Biz yalnızca, muhalif basının, özellikle CHP amigoluğu yapan basının "ikiyüzlülüğüne" dikkat çekeriz.
Çocuklar bile biliyorlar ki, Mustafa Balbay politikacı değildir, CHP'den adaylığını kendisi koymamıştır, onun milletvekili yapılması bir "kurtarma operasyonunun" parçasıdır.
Fakat bu da sökmemiş, yargı Balbay'ı kontenjandan aday gösterildi ve seçildi diye "otomatikman" serbest bırakmamıştır. Bu konuda yapılan "meclise girmeme ve yemin etmeme" şovu da acıklı bir güldürüye dönüşmüş ve kısa zamanda CHP'nin alenen madara olmasıyla, kendi seçmen çevrelerinde bile tepki toplamasıyla sonuçlanmıştır.

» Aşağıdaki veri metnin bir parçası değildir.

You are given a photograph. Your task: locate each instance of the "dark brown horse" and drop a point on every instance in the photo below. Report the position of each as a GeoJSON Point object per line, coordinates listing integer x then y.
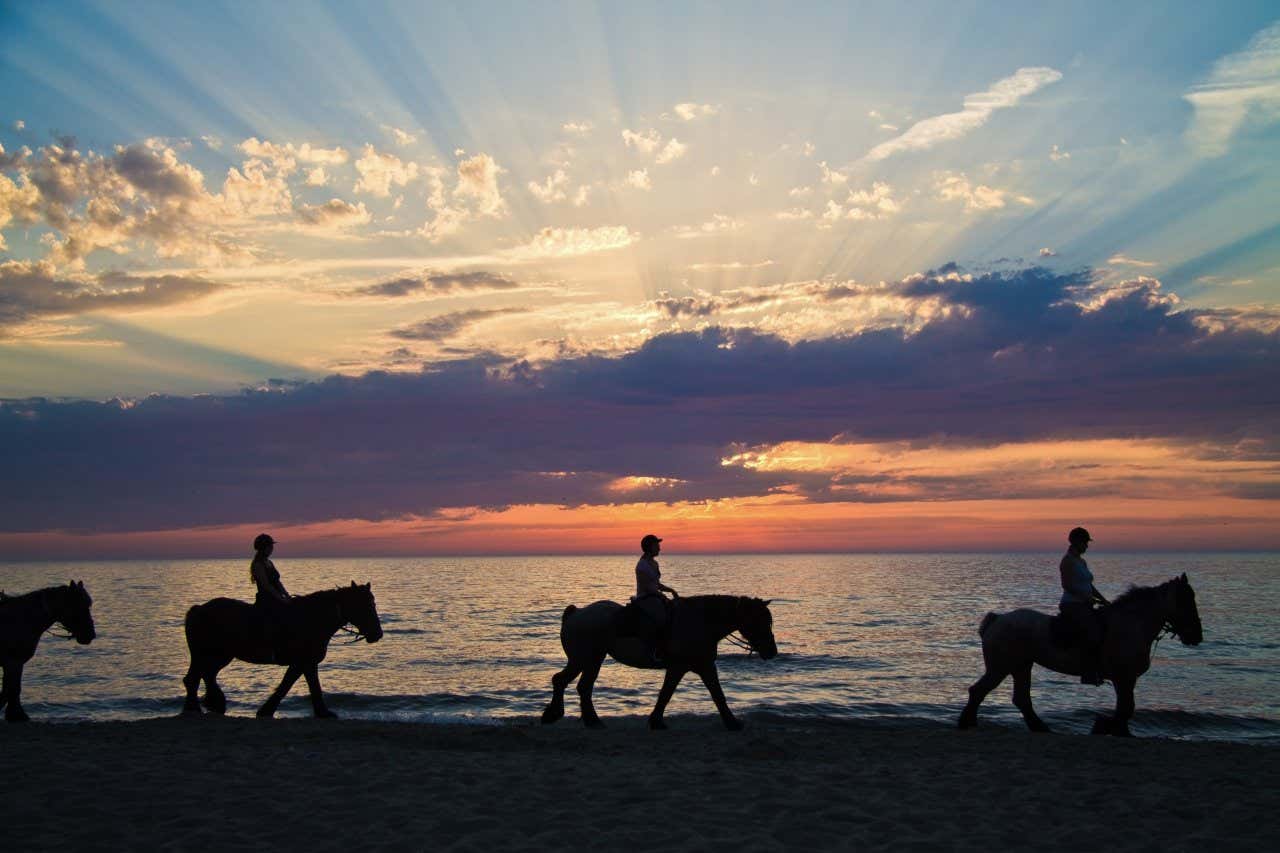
{"type": "Point", "coordinates": [224, 629]}
{"type": "Point", "coordinates": [1011, 642]}
{"type": "Point", "coordinates": [698, 624]}
{"type": "Point", "coordinates": [23, 619]}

Öyleyse bir kısım basının bu ısrarı nedendir?
"Yol olsun" diye...
Yargı üzerinde baskı kurulup ya da yürütmenin yargıyı doğrudan etkilemesi sağlanıp (ki, suçtur), bir kere Balbay kurtarılabilse, sonra sıra azılı faşistlere, arkadan paşalara da gelecek... Umutları bu.

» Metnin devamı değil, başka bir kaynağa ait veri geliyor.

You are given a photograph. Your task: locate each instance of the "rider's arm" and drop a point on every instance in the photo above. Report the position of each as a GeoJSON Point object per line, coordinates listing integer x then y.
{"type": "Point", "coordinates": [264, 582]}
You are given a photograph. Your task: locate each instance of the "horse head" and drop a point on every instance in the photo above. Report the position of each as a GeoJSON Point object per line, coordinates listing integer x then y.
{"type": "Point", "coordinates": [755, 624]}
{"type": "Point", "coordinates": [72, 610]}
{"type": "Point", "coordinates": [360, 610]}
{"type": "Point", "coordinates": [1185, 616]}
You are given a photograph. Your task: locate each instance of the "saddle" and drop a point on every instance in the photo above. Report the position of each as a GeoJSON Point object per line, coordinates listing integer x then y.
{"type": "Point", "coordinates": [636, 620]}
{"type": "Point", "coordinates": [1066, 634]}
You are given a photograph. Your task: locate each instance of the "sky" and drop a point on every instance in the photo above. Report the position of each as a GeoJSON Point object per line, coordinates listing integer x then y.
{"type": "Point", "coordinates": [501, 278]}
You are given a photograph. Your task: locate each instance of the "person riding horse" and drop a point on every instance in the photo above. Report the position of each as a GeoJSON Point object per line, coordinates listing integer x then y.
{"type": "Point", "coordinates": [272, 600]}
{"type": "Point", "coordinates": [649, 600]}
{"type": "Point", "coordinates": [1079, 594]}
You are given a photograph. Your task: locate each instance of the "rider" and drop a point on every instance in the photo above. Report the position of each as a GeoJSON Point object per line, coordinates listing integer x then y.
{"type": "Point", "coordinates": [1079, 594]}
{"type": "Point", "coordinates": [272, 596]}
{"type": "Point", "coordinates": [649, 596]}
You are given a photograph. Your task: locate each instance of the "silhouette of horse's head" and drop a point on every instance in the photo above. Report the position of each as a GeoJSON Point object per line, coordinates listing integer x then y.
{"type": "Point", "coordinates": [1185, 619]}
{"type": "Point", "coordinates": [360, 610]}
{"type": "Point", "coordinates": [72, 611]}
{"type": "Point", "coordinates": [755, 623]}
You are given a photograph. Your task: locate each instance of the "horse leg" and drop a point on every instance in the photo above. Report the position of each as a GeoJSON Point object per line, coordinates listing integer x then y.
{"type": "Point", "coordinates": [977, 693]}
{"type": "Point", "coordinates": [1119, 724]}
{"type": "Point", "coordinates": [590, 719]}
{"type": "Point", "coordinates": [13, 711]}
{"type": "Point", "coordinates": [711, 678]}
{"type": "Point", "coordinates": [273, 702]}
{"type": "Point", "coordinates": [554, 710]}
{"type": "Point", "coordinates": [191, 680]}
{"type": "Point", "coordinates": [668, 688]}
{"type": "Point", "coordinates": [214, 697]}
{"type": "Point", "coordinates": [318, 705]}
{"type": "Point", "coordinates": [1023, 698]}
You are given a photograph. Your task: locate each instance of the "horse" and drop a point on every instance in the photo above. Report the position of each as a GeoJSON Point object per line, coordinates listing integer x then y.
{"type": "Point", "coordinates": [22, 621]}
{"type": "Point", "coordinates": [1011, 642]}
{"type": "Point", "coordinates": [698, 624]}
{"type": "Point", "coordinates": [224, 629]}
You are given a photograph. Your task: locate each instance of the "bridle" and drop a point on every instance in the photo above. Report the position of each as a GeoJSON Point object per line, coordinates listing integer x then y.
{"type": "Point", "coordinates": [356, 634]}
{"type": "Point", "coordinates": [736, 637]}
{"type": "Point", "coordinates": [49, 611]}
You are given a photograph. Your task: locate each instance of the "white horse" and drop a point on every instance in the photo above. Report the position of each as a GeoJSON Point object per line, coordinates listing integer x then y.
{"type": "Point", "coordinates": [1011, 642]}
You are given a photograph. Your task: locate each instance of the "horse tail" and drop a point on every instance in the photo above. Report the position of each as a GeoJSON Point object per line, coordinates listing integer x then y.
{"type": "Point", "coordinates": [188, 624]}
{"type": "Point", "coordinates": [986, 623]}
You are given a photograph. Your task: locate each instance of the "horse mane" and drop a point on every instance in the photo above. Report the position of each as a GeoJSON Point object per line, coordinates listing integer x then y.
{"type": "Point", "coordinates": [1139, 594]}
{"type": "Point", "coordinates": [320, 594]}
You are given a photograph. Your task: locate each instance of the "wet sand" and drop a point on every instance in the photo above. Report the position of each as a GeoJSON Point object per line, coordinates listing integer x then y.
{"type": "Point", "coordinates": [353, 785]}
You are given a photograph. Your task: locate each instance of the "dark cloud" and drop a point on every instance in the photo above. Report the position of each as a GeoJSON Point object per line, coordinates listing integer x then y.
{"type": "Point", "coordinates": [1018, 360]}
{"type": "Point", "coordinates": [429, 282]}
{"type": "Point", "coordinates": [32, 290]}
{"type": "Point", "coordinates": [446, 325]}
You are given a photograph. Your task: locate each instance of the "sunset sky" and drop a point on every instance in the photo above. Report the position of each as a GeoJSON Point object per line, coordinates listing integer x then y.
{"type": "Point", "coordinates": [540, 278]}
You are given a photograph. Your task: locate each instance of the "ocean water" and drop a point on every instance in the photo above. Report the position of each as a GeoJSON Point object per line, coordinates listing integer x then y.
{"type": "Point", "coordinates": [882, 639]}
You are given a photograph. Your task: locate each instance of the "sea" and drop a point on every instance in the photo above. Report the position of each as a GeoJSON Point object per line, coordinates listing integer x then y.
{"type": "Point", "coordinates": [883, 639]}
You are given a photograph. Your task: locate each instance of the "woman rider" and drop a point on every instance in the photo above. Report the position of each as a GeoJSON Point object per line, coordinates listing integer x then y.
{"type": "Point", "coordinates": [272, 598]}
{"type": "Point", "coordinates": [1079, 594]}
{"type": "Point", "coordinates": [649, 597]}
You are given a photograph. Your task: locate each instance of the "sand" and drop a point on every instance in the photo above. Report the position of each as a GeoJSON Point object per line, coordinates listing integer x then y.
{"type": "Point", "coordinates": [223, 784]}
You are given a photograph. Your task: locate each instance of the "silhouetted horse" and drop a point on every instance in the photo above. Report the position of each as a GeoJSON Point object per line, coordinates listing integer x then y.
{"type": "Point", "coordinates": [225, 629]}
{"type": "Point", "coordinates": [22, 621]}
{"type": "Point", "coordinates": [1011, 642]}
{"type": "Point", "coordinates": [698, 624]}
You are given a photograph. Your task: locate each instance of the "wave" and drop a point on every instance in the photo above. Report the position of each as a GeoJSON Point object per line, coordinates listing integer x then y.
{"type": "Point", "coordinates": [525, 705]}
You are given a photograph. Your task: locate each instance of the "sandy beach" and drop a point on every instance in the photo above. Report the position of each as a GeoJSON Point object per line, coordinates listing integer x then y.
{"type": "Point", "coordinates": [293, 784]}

Söker mi sökmez mi, biz bilemeyiz. Bekleyip görürüz.
Bu arada ikiyüzlülüğe de dikkat çekeriz.
"Mahkeme kararı tecelli edene kadar Ergenekon konusunda bir şey söylenemez, demek ki Ergenekon diye bir örgüt şu anda yoktur" demekten utanmayan hokkabazlar, "Balbay'ı tanırım, iyi çocuktur, yapmaz öyle kaka şeyler" demekten hiç fütur getirmiyorlar!

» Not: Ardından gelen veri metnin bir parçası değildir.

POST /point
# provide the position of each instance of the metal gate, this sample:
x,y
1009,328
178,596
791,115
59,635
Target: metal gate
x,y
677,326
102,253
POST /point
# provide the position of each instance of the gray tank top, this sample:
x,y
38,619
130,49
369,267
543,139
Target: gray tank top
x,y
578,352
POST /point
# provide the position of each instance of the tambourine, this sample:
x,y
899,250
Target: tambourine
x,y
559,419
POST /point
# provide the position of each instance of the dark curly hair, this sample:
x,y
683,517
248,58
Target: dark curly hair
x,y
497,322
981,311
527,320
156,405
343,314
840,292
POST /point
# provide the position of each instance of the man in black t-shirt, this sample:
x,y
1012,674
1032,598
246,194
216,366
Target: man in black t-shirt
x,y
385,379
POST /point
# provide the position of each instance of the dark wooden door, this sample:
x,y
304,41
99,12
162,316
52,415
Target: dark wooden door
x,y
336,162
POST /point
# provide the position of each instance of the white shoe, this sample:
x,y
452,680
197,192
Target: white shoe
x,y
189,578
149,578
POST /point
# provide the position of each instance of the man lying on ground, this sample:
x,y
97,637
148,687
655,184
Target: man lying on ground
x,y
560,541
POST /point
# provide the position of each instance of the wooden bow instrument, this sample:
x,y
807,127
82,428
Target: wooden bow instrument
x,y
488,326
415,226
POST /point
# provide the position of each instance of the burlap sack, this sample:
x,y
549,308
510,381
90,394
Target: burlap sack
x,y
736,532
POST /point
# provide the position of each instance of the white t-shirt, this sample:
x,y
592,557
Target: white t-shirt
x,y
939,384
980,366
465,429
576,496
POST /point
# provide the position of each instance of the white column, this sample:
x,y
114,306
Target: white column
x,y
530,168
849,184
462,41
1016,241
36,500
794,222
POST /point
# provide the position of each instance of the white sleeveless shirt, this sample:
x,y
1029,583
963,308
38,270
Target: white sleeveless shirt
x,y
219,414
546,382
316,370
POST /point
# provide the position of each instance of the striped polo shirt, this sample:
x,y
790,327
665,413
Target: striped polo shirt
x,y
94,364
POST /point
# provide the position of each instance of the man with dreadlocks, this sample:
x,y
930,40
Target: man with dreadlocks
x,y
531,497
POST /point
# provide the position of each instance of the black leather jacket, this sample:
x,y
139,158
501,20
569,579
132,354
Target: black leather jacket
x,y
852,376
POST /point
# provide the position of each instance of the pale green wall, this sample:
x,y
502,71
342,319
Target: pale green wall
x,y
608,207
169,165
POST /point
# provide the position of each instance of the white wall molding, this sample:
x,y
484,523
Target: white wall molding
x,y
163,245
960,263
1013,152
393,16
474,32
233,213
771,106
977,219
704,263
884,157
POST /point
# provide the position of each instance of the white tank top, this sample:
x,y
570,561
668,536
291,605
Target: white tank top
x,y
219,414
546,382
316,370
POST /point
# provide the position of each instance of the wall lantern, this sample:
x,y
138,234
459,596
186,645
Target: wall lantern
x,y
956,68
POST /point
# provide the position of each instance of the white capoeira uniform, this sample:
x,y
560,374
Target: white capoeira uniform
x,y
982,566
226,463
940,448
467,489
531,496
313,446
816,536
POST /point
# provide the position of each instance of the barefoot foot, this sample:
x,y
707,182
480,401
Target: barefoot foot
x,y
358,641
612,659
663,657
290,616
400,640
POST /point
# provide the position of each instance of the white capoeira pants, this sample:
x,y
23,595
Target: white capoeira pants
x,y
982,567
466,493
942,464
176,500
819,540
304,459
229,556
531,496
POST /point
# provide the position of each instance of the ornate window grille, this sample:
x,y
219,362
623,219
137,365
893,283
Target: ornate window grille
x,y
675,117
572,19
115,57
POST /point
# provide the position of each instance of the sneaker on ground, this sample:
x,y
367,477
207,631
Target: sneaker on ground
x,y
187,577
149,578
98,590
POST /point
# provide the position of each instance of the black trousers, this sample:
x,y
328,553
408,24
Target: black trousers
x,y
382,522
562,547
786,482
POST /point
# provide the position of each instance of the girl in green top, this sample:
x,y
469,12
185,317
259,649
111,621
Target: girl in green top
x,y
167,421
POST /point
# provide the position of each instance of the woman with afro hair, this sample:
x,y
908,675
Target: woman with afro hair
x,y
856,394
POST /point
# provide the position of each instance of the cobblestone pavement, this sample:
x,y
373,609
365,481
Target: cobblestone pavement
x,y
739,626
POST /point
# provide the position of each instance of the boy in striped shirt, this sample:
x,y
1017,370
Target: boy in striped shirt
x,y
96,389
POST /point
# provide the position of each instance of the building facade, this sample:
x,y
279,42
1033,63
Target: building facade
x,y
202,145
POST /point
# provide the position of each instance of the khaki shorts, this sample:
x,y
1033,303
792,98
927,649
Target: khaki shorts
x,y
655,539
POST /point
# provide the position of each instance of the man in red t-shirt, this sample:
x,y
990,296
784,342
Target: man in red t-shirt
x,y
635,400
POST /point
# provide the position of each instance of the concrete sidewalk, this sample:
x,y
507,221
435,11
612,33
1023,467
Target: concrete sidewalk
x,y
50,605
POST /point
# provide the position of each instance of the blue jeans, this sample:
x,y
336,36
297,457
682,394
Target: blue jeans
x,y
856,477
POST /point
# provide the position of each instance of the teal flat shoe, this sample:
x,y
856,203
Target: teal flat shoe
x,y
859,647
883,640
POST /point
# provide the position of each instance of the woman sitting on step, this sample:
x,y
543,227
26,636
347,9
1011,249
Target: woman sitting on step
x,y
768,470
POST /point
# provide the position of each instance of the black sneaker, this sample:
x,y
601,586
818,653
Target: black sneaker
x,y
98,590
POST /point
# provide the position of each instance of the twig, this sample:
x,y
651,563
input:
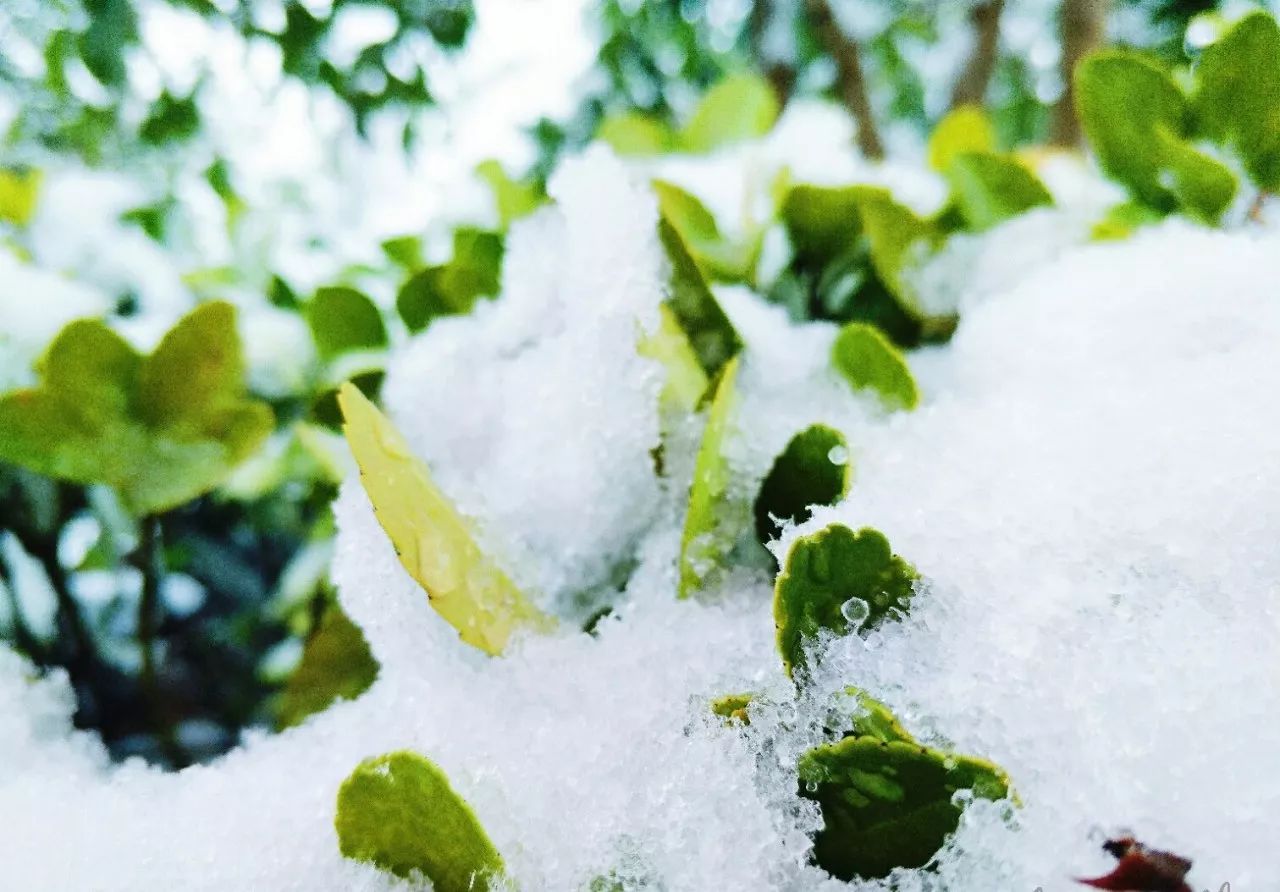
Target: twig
x,y
850,81
972,85
1083,28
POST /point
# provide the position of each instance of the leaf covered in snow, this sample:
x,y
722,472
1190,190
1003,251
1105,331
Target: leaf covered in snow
x,y
888,804
840,581
160,429
813,470
868,361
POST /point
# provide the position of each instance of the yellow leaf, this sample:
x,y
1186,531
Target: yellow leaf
x,y
433,540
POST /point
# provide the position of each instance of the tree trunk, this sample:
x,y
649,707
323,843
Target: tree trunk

Bir de "gazeteci tutuklanamaz" şeklinde meslek dayanışmasına girenler var.
Menderes tutuklandığı zaman "çiftçi tutuklanabiliyordu" hatta asılabiliyordu! Hariciyeci de, maliyeci de asılabiliyordu. Üniversite öğrencileri de asıldılar.
İsmet İnönü Talat Aydemir ile Fethi Gürcan'ın ipini çektirdiği zaman "Türk ordusunun bir subayı Türk ordusunun subaylarını astırır mı canım" dememişti kimse...
Ne yani, bazı meslekler ulvi de bazı meslekler süfli midir?